「今」に影響を受けている


ことばや生き物について考えることが好きだ。その分からなさと不可思議さと、すぐ傍にあるのに姿をつかみきれない感じに惹かれるのだと思う。分かり切れず、でも分かり切れそうな面白さ。自分の中の新しい気付きによって、そのものに迫りそうになるのに、するっと手の中からこぼれ落ちていくもどかしさに興味が絶えない。

三宅香帆『考察する若者たち』を読み終えた。

「さすがにこれは決めつけなのでは?」と思う指摘がいつくかある。けれど、ページを閉じたとき、その違和感はきれいさっぱりなくなっていた。ああ、これは“批評”という営みなのだ、と気づいたからだ。

批評は、正しさを証明するための作業ではない。世界をどう切り取るか、その人がどんな角度で物事を見ているかを提示する行為だ。だから最適解も、報われる必要もない。むしろ、断定や偏りを含んだまま、ひとつの視点として差し出されることに意味がある。

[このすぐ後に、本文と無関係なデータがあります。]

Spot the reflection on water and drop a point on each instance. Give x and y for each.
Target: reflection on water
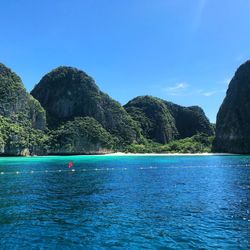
(125, 202)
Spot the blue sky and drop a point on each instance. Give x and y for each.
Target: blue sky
(184, 51)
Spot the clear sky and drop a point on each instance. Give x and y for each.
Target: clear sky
(184, 51)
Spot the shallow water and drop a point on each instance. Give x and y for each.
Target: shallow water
(132, 202)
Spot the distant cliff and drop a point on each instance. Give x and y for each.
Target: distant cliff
(233, 118)
(162, 121)
(68, 114)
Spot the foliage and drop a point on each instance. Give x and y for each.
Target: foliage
(153, 118)
(16, 138)
(200, 143)
(82, 135)
(67, 92)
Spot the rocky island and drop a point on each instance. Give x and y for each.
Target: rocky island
(67, 113)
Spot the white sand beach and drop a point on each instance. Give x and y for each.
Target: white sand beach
(168, 154)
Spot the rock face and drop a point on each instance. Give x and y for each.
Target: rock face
(153, 117)
(16, 103)
(66, 93)
(81, 136)
(233, 118)
(162, 121)
(190, 121)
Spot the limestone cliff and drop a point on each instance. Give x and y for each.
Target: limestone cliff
(233, 118)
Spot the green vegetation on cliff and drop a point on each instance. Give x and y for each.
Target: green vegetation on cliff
(66, 93)
(82, 119)
(200, 143)
(16, 103)
(17, 139)
(81, 136)
(162, 121)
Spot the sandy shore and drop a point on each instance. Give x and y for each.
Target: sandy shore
(168, 154)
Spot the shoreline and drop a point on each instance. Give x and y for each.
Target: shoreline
(169, 154)
(123, 154)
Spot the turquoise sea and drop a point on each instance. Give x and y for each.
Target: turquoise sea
(125, 202)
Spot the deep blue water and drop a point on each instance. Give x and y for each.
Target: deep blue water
(128, 202)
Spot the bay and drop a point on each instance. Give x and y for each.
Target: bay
(125, 202)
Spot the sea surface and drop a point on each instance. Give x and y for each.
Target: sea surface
(125, 202)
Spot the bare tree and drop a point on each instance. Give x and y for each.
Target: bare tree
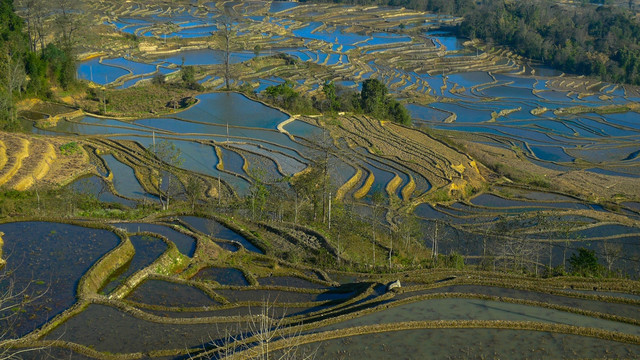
(193, 189)
(168, 156)
(67, 20)
(35, 13)
(435, 234)
(13, 299)
(265, 329)
(611, 252)
(227, 34)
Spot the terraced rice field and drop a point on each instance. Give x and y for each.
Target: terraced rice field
(161, 303)
(573, 143)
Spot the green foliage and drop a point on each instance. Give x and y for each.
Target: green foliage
(585, 263)
(69, 148)
(284, 96)
(600, 41)
(258, 194)
(372, 97)
(453, 260)
(188, 74)
(159, 79)
(61, 65)
(329, 90)
(374, 100)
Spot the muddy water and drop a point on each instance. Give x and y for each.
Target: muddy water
(50, 258)
(470, 344)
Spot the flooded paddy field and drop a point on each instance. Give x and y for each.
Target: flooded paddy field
(184, 284)
(191, 308)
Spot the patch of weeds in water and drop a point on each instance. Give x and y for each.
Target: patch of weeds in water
(539, 181)
(69, 148)
(441, 195)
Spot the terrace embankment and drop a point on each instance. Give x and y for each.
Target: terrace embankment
(597, 187)
(441, 165)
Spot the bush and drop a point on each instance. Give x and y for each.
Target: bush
(69, 148)
(585, 263)
(159, 79)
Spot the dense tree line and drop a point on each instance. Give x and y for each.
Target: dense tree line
(600, 41)
(28, 65)
(374, 100)
(583, 39)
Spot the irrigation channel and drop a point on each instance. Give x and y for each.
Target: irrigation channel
(186, 286)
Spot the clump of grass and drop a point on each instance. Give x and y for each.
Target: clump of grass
(69, 148)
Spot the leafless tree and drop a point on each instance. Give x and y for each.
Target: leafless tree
(67, 20)
(227, 34)
(265, 329)
(611, 252)
(12, 298)
(35, 14)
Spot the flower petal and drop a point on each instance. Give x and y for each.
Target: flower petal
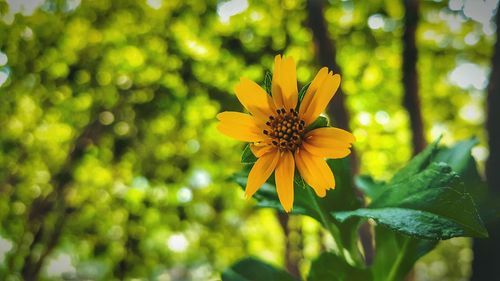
(240, 126)
(284, 86)
(254, 99)
(259, 149)
(261, 171)
(333, 133)
(313, 87)
(284, 180)
(329, 142)
(320, 98)
(314, 171)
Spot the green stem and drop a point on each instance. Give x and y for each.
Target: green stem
(331, 228)
(397, 264)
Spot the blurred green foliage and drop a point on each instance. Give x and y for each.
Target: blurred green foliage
(137, 84)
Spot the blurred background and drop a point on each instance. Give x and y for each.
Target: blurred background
(110, 164)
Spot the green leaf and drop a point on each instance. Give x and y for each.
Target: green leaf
(302, 93)
(268, 82)
(251, 269)
(396, 254)
(320, 122)
(429, 205)
(461, 161)
(329, 266)
(370, 187)
(418, 163)
(247, 156)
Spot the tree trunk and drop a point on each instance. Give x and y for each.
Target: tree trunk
(411, 99)
(326, 54)
(487, 251)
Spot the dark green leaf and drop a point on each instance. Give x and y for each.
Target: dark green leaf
(428, 205)
(418, 163)
(251, 269)
(247, 156)
(268, 82)
(396, 252)
(461, 161)
(330, 267)
(370, 187)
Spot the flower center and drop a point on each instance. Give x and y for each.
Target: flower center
(286, 129)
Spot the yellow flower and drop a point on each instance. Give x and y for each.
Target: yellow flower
(277, 131)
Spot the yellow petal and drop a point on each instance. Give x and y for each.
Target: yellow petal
(320, 98)
(311, 90)
(328, 142)
(240, 126)
(314, 171)
(284, 180)
(325, 151)
(333, 133)
(261, 148)
(284, 86)
(261, 171)
(254, 99)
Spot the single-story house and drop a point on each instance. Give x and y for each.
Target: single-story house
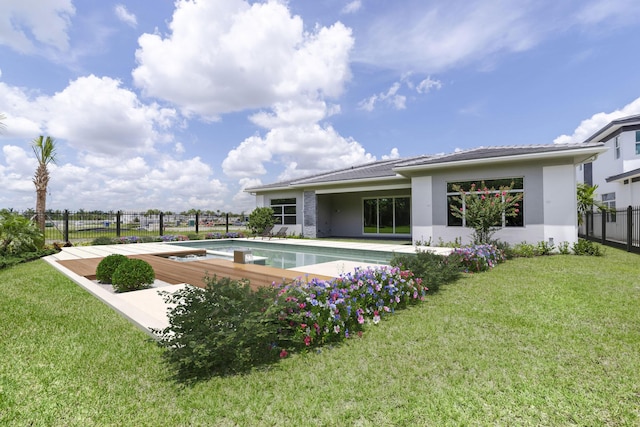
(411, 197)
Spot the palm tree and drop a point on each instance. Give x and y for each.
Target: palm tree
(45, 151)
(587, 200)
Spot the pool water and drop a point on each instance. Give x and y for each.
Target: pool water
(290, 256)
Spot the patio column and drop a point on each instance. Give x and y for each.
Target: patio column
(309, 202)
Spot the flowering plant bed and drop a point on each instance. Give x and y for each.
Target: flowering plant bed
(478, 258)
(319, 312)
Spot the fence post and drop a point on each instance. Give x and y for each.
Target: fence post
(65, 226)
(629, 228)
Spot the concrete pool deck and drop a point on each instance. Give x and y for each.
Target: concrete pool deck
(147, 308)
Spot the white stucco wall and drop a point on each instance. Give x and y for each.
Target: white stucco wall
(607, 165)
(422, 209)
(560, 204)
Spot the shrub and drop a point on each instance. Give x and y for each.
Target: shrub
(563, 248)
(132, 275)
(315, 313)
(103, 240)
(108, 266)
(218, 330)
(505, 247)
(227, 328)
(544, 248)
(524, 250)
(478, 258)
(260, 219)
(587, 247)
(433, 269)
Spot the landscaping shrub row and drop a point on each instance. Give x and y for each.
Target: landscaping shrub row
(166, 238)
(227, 328)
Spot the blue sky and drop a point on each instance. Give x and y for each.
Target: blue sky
(157, 104)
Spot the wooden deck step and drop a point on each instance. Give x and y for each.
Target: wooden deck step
(194, 272)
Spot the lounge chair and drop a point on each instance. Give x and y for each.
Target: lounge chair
(282, 233)
(266, 232)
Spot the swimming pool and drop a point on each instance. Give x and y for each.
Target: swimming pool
(289, 255)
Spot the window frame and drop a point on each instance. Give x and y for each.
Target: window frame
(509, 222)
(282, 210)
(609, 200)
(367, 222)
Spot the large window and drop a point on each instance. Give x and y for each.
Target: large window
(387, 215)
(454, 199)
(284, 210)
(609, 200)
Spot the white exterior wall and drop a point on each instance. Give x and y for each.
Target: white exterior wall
(422, 209)
(607, 165)
(560, 204)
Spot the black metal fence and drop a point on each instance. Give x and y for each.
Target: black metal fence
(77, 226)
(620, 229)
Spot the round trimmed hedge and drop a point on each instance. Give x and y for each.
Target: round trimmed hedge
(108, 266)
(132, 275)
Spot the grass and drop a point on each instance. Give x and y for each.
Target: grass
(537, 341)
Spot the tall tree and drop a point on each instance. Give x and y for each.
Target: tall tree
(45, 151)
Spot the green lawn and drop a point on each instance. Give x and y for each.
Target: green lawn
(540, 341)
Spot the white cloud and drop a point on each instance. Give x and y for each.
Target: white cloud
(591, 125)
(125, 16)
(243, 201)
(427, 84)
(352, 7)
(99, 116)
(393, 98)
(228, 55)
(301, 150)
(110, 151)
(438, 35)
(25, 25)
(298, 140)
(394, 154)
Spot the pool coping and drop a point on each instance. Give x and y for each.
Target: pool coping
(147, 308)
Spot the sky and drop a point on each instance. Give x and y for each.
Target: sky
(178, 105)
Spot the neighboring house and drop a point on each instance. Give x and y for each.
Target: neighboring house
(617, 172)
(410, 197)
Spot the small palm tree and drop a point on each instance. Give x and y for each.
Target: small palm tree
(587, 200)
(45, 151)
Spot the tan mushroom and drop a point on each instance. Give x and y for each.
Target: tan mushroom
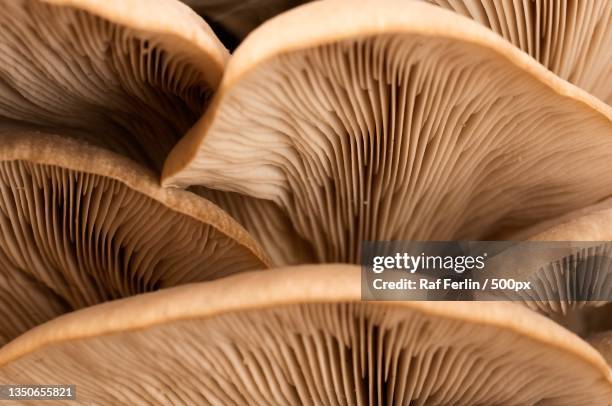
(129, 75)
(302, 336)
(570, 281)
(237, 18)
(603, 343)
(80, 225)
(395, 121)
(266, 222)
(570, 37)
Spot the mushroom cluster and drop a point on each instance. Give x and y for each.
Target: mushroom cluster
(182, 225)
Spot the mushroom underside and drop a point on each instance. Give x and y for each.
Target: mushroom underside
(318, 351)
(399, 136)
(68, 71)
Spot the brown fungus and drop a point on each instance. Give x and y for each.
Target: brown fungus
(395, 121)
(80, 225)
(129, 75)
(570, 37)
(302, 336)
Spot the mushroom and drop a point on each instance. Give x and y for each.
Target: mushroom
(129, 75)
(303, 336)
(571, 281)
(266, 222)
(395, 121)
(603, 343)
(80, 225)
(570, 37)
(234, 19)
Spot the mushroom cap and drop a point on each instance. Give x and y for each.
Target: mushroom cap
(129, 75)
(302, 336)
(80, 225)
(602, 342)
(568, 276)
(237, 17)
(266, 222)
(395, 121)
(571, 38)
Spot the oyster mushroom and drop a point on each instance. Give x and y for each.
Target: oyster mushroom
(266, 222)
(302, 336)
(395, 121)
(234, 19)
(570, 281)
(129, 75)
(603, 343)
(80, 225)
(570, 37)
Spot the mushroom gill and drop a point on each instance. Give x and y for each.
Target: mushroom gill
(266, 222)
(80, 225)
(571, 281)
(301, 336)
(570, 37)
(129, 75)
(395, 121)
(232, 20)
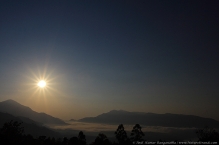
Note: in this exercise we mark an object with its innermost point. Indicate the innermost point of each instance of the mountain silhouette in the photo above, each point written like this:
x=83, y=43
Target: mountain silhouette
x=30, y=126
x=151, y=119
x=16, y=109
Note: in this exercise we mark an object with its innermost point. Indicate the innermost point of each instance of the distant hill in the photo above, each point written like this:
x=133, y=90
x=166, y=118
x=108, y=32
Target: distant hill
x=151, y=119
x=30, y=126
x=16, y=109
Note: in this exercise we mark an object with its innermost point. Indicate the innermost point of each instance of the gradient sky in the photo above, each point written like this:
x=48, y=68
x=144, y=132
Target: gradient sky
x=149, y=56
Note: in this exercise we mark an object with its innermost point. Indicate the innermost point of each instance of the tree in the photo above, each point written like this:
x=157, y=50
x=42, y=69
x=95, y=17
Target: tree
x=136, y=133
x=81, y=138
x=121, y=135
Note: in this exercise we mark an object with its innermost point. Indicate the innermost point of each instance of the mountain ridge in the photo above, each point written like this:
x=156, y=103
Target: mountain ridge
x=152, y=119
x=14, y=108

受け手である私は、その視点に納得したり、反発したり、考えを深めたりする。その揺れが、考える楽しみを連れてきてくれる。

若者ではない私も、いつの間にか「考察すること」をよしとしてしまっていたことに気づいた。
「今」の雰囲気に影響を受けずに生きていくのは難しいものだ。気づかないうちに、物語や現象を“読み解く”ことに安心を感じる自分がいる。けれど、何かに触れた時、自分の読み方の癖や、世界との距離の取り方が揺らぎ、正解が分からなくなる瞬間があるほうが面白いのだ。

三宅さんは博学で、インプットもアウトプットも圧倒的だ。軽やかに書いているようで、その背後には膨大な読み込みと考察があるのが伝わってくる。

今の世の中は、検索エンジンからAIへとネット活動の基盤が移りつつあるという。これまで主流だった、検索エンジンは「世界を探しに行く」ための装置だったけれど、AIは「世界を再構成して提示する」装置だ。私たちはいま、世界との接続の仕方が静かに変わっていく過渡期にいる。

AIによって再構成された“正解”だけを頼りに生きていたら、揺らぎに出会う機会が少なくなってしまうようにも思う。

その変化は“世界の分断”を促すのか、それとも“時代の移行”となるのか。どのように対応していくかで、未来のありかたは大きく変わるかもしれない。

批評を読むことは、他者の視点を借りて世界の輪郭をもう一度見直すことだ。
そしてその視点に触れたとき、自分の中の思い込みや癖がふっと浮かび上がる。
『考察する若者たち』は、そんな揺らぎを静かに促してくれる一冊だった。